Марсов вспыхнув вскочил со стула.
Если бы Лизанька видела Богдана в эту минуту, она бы избежала впоследствии многих лишений и тревог. В его глазах промелькнуло что-то такое, что заставило Марсова отступить на один шаг, а Марсов был не трус…
Но в ту же минуту Богдан стоял уже совершенно спокойно.

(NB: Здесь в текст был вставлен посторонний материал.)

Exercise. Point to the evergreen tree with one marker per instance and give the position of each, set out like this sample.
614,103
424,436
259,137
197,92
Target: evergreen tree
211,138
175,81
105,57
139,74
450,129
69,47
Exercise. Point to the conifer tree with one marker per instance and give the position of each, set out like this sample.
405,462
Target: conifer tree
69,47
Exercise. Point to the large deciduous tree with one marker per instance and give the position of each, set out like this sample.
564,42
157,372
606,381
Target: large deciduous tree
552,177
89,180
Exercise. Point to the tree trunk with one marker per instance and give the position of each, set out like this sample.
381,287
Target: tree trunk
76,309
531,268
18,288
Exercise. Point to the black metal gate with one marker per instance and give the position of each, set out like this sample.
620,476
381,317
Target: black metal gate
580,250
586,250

Он негодовал не на Марсова лично. Бедный рыцарь попал в дурную минуту, когда слишком много горечи и ненависти накипело в сердце Богдана, ненависти к тому, что разбивало в Лизаньке все счастье ее жизни – и чего Марсов являлся непрошенным представителем.
– Где мы с вами увидимся? – спросил Марсов задыхающимся голосом.
– Нигде. Если вы так злы против меня, то можете зарезать меня на улице. Если я вас встречу на своей дороге, я вас оттолкну, не спрашиваясь, будет ли это сообразно с кодексом общепринятых приличий…
Выведенный из себя, Марсов схватил лежавший на столе складной нож и бросился с ним на Богдана. Богдан принял в левую руку занесенный удар. Рана была до того незначительна, что он и не приметил ее. Он вырвал у Марсова нож, бросил его на пол и вышел спокойными шагами на улицу.
Богдан входил к Лизаньке совершенно с тем же чувством, с каким она ожидала его. Оба уверяли себя, что они твердо решились на хороший подвиг, что они совершенно успокоились на этом своем решении. Оба с большим трудом сдерживали сильное душевное волнение. Когда он вошел, она с радостью бросилась к нему и заплакала. Он не без труда успокоил ее, усадив на диван, и сам сел в кресло на некотором расстоянии. Он закурил папиросу, стараясь придать себе вовсе непринужденный вид; оба старались не глядеть друг на друга; однако же оба заметили с живой внутренней болью, что эти несколько дней дали себя им почувствовать. Разговор долго не мог завязаться.
– Нам, во что бы то ни стало, нужно выйти из этого положения, – сказал наконец Богдан, – оно не может, не должно длиться…
– Да, оно ужасно, – сказала Лизанька, вдруг почувствовав, что вся ее решимость исчезла, как дым. – Но где же выход? – спросила она чуть внятно и с приметной тревогой, не глядя на своего собеседника.
– Да мы должны его найти в самих себе, – сказал Богдан.
Лизанька качала головой.
– Не досадно ли, – говорил Богдан, воодушевляясь, – что самые лучшие чувства в нас обращаются только на мученье нам же самим и всем, к кому мы подходим!